Learn more about Dewey and her work at the inline links above, and / or check out:
Her newsletter, Links I Would Gchat You If We Were Friends
Her chat with Creator Spotlight
Her LinkedIn profile
Her website
Some of her features, essays and columns
And finally, this amazing round-up / guide she created of 135 newsletters recommended by more than 50 writers, AKA, “Your favorite newsletter’s favorite newsletters”
::::::::::::::::::::::::::::::::::::::::::::::::::::::::::::::::::::::::
Copy Resource of the Week: How to Create an Email Newsletter That People Want to Read
While this comprehensive article might not seem like a copy resource per se, it is a helpful resource all the same, as one of the topics it covers is how to create engaging content for your newsletter … so it becomes something people want to read.
As the article points out:
“With a newsletter, the emails are the product, so to speak.

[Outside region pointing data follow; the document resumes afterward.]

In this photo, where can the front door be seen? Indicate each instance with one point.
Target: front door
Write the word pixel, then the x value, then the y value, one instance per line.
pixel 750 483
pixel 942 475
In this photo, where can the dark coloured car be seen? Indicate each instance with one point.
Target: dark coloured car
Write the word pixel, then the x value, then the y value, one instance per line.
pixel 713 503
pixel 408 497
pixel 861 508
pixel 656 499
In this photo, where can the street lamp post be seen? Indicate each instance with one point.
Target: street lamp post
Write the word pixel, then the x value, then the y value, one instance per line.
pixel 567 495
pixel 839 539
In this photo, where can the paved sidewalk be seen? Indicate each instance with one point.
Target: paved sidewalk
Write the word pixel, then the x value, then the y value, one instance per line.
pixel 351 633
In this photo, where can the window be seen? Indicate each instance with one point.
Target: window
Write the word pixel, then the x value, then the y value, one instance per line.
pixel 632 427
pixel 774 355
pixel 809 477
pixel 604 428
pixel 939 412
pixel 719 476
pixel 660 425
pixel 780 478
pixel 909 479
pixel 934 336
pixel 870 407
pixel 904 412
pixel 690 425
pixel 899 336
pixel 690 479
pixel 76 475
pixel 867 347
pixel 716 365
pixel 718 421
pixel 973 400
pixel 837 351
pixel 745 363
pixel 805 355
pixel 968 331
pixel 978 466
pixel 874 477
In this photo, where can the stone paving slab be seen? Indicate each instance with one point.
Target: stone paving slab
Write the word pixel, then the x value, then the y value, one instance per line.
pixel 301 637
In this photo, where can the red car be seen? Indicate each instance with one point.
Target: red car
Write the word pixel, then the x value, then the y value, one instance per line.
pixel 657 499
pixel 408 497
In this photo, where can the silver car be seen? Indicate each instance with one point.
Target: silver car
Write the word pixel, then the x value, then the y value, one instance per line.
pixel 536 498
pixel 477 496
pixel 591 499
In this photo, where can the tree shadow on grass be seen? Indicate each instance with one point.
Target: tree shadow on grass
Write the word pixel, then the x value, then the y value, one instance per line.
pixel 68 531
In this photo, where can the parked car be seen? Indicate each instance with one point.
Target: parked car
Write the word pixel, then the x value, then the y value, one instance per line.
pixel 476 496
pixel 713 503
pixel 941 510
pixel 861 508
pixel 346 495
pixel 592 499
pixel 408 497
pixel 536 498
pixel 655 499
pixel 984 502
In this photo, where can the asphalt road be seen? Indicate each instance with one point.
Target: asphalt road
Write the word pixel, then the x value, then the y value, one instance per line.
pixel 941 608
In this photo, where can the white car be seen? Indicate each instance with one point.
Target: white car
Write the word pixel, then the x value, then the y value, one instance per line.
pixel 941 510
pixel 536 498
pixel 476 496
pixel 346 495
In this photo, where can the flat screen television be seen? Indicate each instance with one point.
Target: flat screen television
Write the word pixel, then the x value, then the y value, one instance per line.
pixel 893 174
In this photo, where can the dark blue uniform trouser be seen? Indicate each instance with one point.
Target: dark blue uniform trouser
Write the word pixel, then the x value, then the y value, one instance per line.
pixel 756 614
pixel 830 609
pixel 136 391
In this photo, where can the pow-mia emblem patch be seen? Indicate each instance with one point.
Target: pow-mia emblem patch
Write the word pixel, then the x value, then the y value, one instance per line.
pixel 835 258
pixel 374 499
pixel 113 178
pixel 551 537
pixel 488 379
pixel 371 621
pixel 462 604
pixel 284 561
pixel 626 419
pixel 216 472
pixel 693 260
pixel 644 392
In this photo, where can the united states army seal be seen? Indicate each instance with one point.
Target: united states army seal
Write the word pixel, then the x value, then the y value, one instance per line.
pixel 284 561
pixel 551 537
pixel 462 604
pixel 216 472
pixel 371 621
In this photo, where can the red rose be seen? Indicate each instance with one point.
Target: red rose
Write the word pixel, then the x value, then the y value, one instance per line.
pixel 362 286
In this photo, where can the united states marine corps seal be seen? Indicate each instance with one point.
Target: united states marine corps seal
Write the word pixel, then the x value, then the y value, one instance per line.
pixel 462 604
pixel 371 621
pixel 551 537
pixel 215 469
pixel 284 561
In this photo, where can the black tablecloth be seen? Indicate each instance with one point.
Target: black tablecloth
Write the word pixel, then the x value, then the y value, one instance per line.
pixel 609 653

If your emails are unengaging, and if people aren’t getting in the habit of opening your emails simply because they love them… then you’re going to struggle to monetize or grow.”
Writing engaging content is just one of the pointers for creating an open-and-read-worthy newsletter.
There’s also helpful advice for:
· Finding your niche
· Designing your email newsletter
· Choosing the right tools to support your email newsletter
· Getting your first newsletter subscribers
· Monetizing your newsletter
· Growing your newsletter
All with lots of helpful real-world examples to illustrate each topic.
Discover the goodness here:
:::::::::::::::::::::::::::::::::::::::::::::::::::::::::::::::::::::::
Just for Fun
EPSD Virtual Calming Room: Do Nothing for 2 Minutes
From birdsong in the forest to waves crashing on the shore, these 2-minute videos will give you a brief, peaceful respite from “things.” If you know what I mean, and I think you do. Wink, wink.
::::::::::::::::::::::::::::::::::::::::::::::::::::::::::::::::::::::::
That’s it for this week, my friend.
As always, thanks for reading, I appreciate you!
Be well. Stay curious. See you again in two weeks, on March 30.